If AI can help people become good chess players, obviously, it can help us become the best pilots, doctors, judges, teachers. Most of the commercial work done by AI will be niche, narrowly focused, like translating from one language to another, but this is only the beginning. For example, AI can drive a car. In the next 10 years, 99% of the artificial intelligence with which we will interact will be autistic, but supramental experts.

In fact, it will not be the kind of intelligence that we are used to. Intellect implies responsibility, plus by intellect we mean our peculiar self-awareness, our desperate depths of introspection and self-discovery. But in the case of artificial intelligence, we want him to drive the car in silence and not be distracted. Artificial doctor Watson in the hospital should be a fan of his work. As the AI ​​develops, we may, in every possible way, hamper the development of self-awareness in it - the most expensive AI services will be deprived of consciousness at all.
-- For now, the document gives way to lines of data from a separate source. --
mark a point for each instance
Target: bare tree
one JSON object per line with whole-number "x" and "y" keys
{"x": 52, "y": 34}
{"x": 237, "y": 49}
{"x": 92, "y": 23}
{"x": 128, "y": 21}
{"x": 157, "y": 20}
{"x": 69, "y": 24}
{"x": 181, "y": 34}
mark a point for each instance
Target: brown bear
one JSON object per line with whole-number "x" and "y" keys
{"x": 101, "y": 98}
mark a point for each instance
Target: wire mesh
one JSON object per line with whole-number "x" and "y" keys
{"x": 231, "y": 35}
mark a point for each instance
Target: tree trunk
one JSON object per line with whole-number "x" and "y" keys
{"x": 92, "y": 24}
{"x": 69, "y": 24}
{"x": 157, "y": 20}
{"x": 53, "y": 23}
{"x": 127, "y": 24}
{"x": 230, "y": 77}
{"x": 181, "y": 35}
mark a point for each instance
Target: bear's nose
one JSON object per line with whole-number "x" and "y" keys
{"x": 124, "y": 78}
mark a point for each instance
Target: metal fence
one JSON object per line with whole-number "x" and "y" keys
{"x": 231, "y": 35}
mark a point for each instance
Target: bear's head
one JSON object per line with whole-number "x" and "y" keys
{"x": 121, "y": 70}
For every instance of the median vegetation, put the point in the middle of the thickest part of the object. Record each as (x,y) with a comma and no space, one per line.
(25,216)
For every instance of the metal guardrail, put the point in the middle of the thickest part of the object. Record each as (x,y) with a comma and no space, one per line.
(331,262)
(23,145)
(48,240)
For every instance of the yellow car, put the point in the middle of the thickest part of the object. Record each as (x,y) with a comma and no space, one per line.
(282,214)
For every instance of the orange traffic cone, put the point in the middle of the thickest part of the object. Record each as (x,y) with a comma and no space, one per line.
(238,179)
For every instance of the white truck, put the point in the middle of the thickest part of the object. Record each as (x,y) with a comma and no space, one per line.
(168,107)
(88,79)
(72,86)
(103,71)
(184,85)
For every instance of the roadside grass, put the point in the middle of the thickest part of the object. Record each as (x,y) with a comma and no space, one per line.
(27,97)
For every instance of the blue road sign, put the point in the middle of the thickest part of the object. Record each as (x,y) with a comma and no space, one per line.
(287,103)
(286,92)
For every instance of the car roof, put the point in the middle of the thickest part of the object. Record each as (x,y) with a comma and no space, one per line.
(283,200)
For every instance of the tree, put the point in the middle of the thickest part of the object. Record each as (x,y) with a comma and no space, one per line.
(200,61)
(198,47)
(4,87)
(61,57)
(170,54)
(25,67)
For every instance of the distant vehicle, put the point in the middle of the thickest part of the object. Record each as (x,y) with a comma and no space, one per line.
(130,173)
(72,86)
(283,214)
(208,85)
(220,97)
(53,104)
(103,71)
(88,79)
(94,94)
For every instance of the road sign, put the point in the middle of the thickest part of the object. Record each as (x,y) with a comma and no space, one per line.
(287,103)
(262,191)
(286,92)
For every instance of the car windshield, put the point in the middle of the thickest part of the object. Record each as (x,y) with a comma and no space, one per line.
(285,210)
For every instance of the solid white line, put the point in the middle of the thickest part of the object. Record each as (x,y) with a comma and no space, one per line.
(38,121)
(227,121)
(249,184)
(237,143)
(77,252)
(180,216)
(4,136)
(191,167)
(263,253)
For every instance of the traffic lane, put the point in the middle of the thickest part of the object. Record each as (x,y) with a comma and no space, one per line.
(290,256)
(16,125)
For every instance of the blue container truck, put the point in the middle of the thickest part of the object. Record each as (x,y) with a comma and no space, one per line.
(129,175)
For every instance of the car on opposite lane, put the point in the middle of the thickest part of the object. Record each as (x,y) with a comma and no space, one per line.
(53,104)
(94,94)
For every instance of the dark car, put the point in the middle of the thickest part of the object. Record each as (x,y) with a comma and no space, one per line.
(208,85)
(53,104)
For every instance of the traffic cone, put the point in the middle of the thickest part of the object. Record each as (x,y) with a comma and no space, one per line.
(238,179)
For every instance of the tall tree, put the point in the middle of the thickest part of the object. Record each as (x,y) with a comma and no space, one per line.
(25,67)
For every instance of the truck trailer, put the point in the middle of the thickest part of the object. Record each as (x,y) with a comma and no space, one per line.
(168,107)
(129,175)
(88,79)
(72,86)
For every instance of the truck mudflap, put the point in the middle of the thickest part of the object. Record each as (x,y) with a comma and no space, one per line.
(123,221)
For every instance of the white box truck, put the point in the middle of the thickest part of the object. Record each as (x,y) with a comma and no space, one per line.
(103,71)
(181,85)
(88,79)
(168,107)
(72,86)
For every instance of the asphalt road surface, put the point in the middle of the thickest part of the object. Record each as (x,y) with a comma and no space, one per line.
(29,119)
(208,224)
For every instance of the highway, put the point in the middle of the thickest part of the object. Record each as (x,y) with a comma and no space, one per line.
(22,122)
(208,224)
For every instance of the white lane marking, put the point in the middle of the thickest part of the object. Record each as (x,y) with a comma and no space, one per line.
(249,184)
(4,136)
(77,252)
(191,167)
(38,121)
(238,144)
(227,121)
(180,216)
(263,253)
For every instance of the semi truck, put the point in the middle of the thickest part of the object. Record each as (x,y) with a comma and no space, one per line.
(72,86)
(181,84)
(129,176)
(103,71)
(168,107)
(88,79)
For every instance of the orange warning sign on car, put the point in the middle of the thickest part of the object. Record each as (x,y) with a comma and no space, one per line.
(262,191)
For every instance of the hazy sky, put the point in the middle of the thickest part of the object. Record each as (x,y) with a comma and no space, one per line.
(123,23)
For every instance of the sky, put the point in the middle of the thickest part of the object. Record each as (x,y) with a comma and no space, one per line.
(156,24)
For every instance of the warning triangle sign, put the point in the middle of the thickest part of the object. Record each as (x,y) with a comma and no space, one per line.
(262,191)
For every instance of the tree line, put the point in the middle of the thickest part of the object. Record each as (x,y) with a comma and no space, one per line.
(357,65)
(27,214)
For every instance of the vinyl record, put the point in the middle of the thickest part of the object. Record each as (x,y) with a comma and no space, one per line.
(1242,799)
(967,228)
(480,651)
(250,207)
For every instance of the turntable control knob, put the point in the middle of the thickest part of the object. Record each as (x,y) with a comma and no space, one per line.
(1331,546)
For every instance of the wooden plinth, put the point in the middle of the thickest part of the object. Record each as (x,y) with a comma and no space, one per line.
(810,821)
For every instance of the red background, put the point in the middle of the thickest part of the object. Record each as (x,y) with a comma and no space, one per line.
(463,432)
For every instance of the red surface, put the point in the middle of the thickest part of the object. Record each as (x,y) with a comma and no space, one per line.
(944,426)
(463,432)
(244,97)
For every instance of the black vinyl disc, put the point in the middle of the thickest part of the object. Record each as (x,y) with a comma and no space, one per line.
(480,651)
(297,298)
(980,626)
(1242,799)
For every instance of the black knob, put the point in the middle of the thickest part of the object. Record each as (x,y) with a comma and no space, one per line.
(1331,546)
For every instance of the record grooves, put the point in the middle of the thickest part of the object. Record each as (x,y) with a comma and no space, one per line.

In short, we need not an intellect, but artificial brains. Unlike the general intellect, the mind is quite concrete, measurable, special. Nonhuman intellect is not a mistake, it is a feature. The main advantage of AI will be its extraterrestrial intelligence. AI will not think about food like an ordinary cook, allowing us to look at food in a new way. He will think differently about production. About clothes. About finances. About science and art. The alienation of artificial intelligence will become more valuable to us than its speed or power.

First of all, this will help us better understand what we mean by saying "intellect". In the past, we could say that the superintelligence should drive a car, defeat a person in chess or win in "Jeopardy!". But as soon as the AI ​​achieves this, we will understand that these achievements are purely mechanical and hardly worth the candle. Every success of artificial intelligence makes us reconsider the very concept.

We do not just have to reconsider the meaning of AI - we need to reconsider the concept of man as such. Over the past 60 years, as the mechanisms have reproduced human behavior and talents that we considered unique to people, we need to think about what sets us apart from each other. Perhaps in the next decade we will experience an identity crisis, constantly asking ourselves what people need. Against this background, the almighty artificial intelligence will only oppress. The greatest benefit that artificial intelligence can bring is to help humanity in self-determination. In short, AI needs us to say who we are.